Zero-copy patch

Jacky Lam jlam at
Mon Feb 7 23:53:14 MST 2011


        After tracing the kernel code, I come up with a disappointing conclusion.

        The heavy memory copy are coming from two places in kernel:

        1. net/core/skbuff.c: linear_to_page()
        2. fs/splice.c: pipe_to_file()

        The first one is actually introduced in to fix a data corruption bug when splice from socket to socket. I quote the kernel change log at the end of mail. This one seems don't bother Samba, so I roll back the fix and get a 10% improvement.

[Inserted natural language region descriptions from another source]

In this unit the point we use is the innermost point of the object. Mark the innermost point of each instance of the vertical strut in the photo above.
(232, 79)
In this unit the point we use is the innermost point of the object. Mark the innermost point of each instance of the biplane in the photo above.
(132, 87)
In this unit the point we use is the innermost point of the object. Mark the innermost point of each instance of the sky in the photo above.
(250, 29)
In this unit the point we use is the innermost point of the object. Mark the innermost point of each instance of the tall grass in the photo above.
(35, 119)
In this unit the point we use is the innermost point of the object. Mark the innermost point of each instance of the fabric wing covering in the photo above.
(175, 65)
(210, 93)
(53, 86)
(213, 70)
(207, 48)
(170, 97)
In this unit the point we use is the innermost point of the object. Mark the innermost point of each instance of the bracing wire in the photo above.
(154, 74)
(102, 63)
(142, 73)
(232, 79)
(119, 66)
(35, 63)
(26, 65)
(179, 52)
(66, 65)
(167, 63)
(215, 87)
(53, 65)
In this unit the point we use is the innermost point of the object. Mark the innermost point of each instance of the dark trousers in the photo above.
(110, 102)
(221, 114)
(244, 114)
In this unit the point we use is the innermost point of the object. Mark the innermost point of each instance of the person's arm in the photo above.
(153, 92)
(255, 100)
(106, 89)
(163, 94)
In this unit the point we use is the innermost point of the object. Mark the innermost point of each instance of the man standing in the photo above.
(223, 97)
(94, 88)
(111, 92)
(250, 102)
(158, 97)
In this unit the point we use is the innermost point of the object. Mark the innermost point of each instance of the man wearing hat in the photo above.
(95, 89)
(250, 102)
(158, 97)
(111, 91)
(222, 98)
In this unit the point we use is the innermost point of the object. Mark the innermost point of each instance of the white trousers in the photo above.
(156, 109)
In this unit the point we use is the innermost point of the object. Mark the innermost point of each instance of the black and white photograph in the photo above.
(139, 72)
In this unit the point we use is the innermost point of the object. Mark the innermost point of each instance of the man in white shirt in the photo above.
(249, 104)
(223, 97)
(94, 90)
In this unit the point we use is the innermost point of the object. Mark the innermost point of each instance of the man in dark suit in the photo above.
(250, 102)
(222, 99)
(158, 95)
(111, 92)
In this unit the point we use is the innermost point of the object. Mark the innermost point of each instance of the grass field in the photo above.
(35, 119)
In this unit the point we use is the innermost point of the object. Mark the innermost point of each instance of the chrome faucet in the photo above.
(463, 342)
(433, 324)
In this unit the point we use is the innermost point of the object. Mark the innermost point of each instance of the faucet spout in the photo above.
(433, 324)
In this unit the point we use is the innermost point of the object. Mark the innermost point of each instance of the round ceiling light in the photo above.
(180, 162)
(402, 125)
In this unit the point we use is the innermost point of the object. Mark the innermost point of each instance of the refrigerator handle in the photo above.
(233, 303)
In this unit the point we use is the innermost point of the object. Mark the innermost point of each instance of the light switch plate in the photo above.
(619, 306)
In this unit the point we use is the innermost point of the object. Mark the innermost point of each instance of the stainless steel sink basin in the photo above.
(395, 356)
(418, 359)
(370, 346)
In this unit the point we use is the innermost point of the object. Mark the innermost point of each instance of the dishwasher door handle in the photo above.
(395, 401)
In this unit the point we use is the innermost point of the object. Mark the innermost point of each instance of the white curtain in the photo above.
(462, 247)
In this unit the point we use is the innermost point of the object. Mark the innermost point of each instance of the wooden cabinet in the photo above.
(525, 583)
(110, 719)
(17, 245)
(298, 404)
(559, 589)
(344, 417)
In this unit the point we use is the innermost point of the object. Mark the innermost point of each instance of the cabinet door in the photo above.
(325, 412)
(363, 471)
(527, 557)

        The second one do memcopy when
                *       Destination page already exists in the address space and there
                *       are users of it. For that case we have no other option that
                *       copying the data. Tough luck.
        But I am curious who the users are (mistake?). So, I just comment out the memory copy and expect data corruption. I want to check what can I achieve if all these things are probably fixed.

        Finally, I get the throughput more or less the same as using read()/write(). It doesn't worthwhile to bother all those trouble at all. Maybe the data flow of current implementation of socket splice are inefficient enough indeed.

        If there is not any other idea, I think I would rather spend time on how to make the patches you send me to work.



commit 813fa24255a5de93ef3fc4c2efff3ee31a2545b6
Author: Jarek Poplawski <jarkao2 at>
Date:   Mon Jan 19 17:03:56 2009 -0800

    net: Fix data corruption when splicing from sockets.

    [ Upstream commit 8b9d3728977760f6bd1317c4420890f73695354e ]

    The trick in socket splicing where we try to convert the skb->data
    into a page based reference using virt_to_page() does not work so

    The idea is to pass the virt_to_page() reference via the pipe
    buffer, and refcount the buffer using a SKB reference.

    But if we are splicing from a socket to a socket (via sendpage)
    this doesn't work.

    The from side processing will grab the page (and SKB) references.
    The sendpage() calls will grab page references only, return, and
    then the from side processing completes and drops the SKB ref.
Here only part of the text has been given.